Cette bataille a permis d’introduire dans la société des avancées inconnues jusqu’alors. Les Réunionnais les plus pauvres ont pu avoir droit à la même protection sociale qu’en France. Pour ceux qui ont un travail, le salaire minimal horaire est le même qu’en France, et le système de santé permet à un Réunionnais de pouvoir se soigner en ayant droit à la Sécurité sociale. Ces avancées ont permis d’en finir avec la surmortalité provoquée par le paludisme, la malnutrition et toutes les maladies qui étaient à l’origine d’une effrayante mortalité infantile. Dans le même temps, l’accès au savoir s’est considérablement développé. Quand l’île comptait 250.000 habitants, il n’y avait qu’un seul lycée. Aujourd’hui, c’est l’équivalent de la population de La Réunion du lendemain de la seconde guerre mondiale qui est scolarisé, et le nombre de lycée dépasse aujourd’hui 40, tandis que l’Université se structure.

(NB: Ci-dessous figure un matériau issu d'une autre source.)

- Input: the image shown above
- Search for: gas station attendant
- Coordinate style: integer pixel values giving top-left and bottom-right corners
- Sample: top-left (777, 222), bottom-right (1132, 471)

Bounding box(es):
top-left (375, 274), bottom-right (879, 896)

Violente restructuration économique

Parallèlement à toutes ces avancées, La Réunion a vu plusieurs défis s’amplifier. Il s’agit tout d’abord de l’emploi. L’intégration dans la France puis dans l’Europe a signifié la ruine de plusieurs industries. En 1964, lors de la signature de la "Charte des planteurs", le pays comptait 24.000 planteurs de canne à sucre qui faisaient vivre 100.000 personnes ; 6.000 planteurs de géranium, soit 50.000 personnes concernées ; 2.000 planteurs de vanille qui apportaient un revenu à 10.000 personnes. À ce nombre s’ajoutaient tous ceux qui travaillaient dans l’industrie de transformation. Ils étaient des milliers à faire tourner les moulins des usines sucrières qui étaient disséminées dans le pays. Aujourd’hui, il ne reste que moins de 5.000 planteurs, et deux usines dont l’une d’entre-elles est en train de subir un plan social. La restructuration de l’économie réunionnaise n’a pas été accompagnée par un plan de développement d’autres filières capables de remplacer les emplois supprimés.
Et du plein emploi, La Réunion est devenue une société où sévit un chômage structurel. Dès 1974, le taux de chômage de notre île était de 25%. Il est le même aujourd’hui. Ce qui veut dire que depuis 35 ans, aucune mesure n’a pu inverser la tendance.
Un autre problème structurel que connaît La Réunion est celui de la vie chère. Un phénomène qui n’est pas nouveau, puisque dès les années 70, l’INSEE reconnaissait que les prix étaient plus élevés qu’en France, et augmentaient plus vite que la référence française. C’est toujours le cas, quand bien même l’octroi de mer n’existe plus depuis 20 ans sur les produits de première nécessité. Là aussi, aucune mesure n’a pu changer la donne. La création du COSPAR voici trois mois illustre les conséquences de cette crise. Elles sont décrites dans les 62 points de la plate-forme revendicative du Collectif des organisations syndicales, politiques et associatives de La Réunion.
Le manque d’emploi conduit à un appauvrissement de la population. 52% des Réunionnais vivent en dessous du seuil de pauvreté français, alors que dans le même temps, l’Etat reconnaît l’ampleur du problème de pouvoir d’achat puisqu’il donne à ses agents une prime augmentant leur salaire de 53%.

Les limites d’un modèle

Ces données montrent toutes les limites du modèle en vigueur à La Réunion. Ce cadre a permis de préserver les plus démunis de la misère coloniale, mais il n’a pas été capable de créer les conditions du plein emploi. Ce qui fait que les jeunes réunionnais peuvent aujourd’hui atteindre un haut niveau de formation sans pouvoir avoir la possibilité de mettre leurs compétences au service du développement du pays. Remettre en cause ses injustices, c’est militer pour le dépassement du modèle actuel afin qu’il soit possible de répondre d’abord aux besoins élémentaires des Réunionnais d’aujourd’hui tout en préservant les possibilités d’évolutions des générations futures.